So I spent too much time benchmarking:

    | Entries | gcc | gcc+pref. | clang | clang+pref. | clang -cmov | clang -cmov+pref. |
    |---------|-----|-----------|-------|-------------|-------------|-------------------|
    | 0.5     | 210 | 88        | 213   | 191         | 109         | 93                |
    | 1.0     | 231 | 107       | 235   | 211         | 134         | 112               |
    | 2.0     | 289 | 168       | 306   | 275         | 231         | 179               |
    | 5.0     | 369 | 231       | 389   | 343         | 338         | 239               |
    | 10      | 413 | 268       | 437   | 384         | 410         | 276               |
    | 25      | 469 | 311       | 490   | 435         | 506         | 318               |
    | 50      | 515 | 346       | 537   | 478         | 586         | 356               |
    | 100     | 564 | 387       | 588   | 522         | 670         | 399               |

Entries are in millions and times in ns per bsearch call.

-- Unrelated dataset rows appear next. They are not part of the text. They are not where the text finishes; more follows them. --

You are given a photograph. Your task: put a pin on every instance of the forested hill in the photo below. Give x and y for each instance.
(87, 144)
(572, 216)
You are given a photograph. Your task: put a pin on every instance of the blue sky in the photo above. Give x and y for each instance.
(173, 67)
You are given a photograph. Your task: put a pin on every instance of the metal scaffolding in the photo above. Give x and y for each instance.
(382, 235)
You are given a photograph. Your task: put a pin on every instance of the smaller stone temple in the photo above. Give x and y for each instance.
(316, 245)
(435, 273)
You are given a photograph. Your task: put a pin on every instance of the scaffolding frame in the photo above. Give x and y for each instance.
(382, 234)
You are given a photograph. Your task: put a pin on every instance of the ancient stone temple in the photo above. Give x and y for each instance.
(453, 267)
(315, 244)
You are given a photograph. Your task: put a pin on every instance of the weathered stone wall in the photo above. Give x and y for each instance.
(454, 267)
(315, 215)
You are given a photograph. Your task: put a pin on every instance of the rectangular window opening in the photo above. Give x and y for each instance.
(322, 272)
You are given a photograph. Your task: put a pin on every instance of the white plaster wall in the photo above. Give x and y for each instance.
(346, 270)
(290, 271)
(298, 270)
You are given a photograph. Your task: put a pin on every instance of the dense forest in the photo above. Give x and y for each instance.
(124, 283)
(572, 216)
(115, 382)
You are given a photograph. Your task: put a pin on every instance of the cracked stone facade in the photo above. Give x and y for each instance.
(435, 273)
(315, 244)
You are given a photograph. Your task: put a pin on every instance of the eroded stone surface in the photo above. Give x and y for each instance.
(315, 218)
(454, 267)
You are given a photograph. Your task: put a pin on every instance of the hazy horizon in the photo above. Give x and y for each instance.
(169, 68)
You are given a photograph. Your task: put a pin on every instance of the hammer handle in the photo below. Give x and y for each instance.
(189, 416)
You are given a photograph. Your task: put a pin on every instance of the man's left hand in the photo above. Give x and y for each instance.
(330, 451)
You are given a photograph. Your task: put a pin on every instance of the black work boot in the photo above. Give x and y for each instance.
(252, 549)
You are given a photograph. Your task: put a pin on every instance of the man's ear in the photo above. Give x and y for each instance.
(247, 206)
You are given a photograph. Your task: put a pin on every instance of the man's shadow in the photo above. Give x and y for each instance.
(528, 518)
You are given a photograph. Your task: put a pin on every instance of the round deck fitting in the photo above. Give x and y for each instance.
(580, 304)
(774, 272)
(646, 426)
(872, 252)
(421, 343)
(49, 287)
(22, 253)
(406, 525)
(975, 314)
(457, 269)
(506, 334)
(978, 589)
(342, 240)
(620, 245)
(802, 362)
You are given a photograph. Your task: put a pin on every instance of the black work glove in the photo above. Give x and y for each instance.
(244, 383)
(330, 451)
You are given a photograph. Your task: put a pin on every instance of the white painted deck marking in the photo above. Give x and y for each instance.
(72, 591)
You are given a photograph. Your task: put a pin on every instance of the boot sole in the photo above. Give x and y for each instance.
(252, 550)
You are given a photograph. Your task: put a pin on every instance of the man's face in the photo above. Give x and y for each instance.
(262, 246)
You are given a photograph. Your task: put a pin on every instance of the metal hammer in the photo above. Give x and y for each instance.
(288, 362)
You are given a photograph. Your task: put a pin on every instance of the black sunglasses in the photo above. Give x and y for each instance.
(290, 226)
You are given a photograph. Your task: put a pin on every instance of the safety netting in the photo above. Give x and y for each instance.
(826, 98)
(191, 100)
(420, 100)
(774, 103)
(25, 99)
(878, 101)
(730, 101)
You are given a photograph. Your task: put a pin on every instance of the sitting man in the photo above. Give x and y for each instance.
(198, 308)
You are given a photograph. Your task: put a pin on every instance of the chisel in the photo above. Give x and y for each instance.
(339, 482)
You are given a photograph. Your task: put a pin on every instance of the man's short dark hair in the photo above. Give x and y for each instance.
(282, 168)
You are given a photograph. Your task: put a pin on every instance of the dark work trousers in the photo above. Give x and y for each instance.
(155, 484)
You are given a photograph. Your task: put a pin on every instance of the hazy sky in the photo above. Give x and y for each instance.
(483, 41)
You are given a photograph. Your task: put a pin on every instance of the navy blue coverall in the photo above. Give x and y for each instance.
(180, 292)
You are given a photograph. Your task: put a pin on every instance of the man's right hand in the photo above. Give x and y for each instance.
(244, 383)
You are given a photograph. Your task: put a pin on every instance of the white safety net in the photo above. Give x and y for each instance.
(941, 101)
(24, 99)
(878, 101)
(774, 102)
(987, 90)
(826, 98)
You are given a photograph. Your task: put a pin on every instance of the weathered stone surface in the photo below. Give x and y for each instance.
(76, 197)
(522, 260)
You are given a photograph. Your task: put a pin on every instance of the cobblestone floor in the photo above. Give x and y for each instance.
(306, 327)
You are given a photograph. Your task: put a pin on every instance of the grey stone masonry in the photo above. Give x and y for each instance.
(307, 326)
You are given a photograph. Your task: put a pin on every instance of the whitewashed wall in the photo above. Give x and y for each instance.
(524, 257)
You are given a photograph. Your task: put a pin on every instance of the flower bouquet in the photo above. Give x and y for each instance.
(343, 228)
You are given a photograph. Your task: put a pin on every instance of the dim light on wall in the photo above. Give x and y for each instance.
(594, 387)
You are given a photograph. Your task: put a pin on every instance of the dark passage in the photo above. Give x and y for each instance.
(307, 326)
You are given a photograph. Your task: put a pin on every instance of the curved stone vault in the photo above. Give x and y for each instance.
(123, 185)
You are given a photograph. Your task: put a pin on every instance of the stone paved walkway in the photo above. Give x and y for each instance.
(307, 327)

Prefetching does all the difference, but perhaps not for the right reason. On my machine (broadwell) the two prefetches that you suggested makes gcc emit the cmovb that clang with -cmov uses. The second one is enough to make it prefer cmovb but not the first one. Maybe a hand-hacked assembly loop based on the code gcc emits but without the prefetches would run even faster.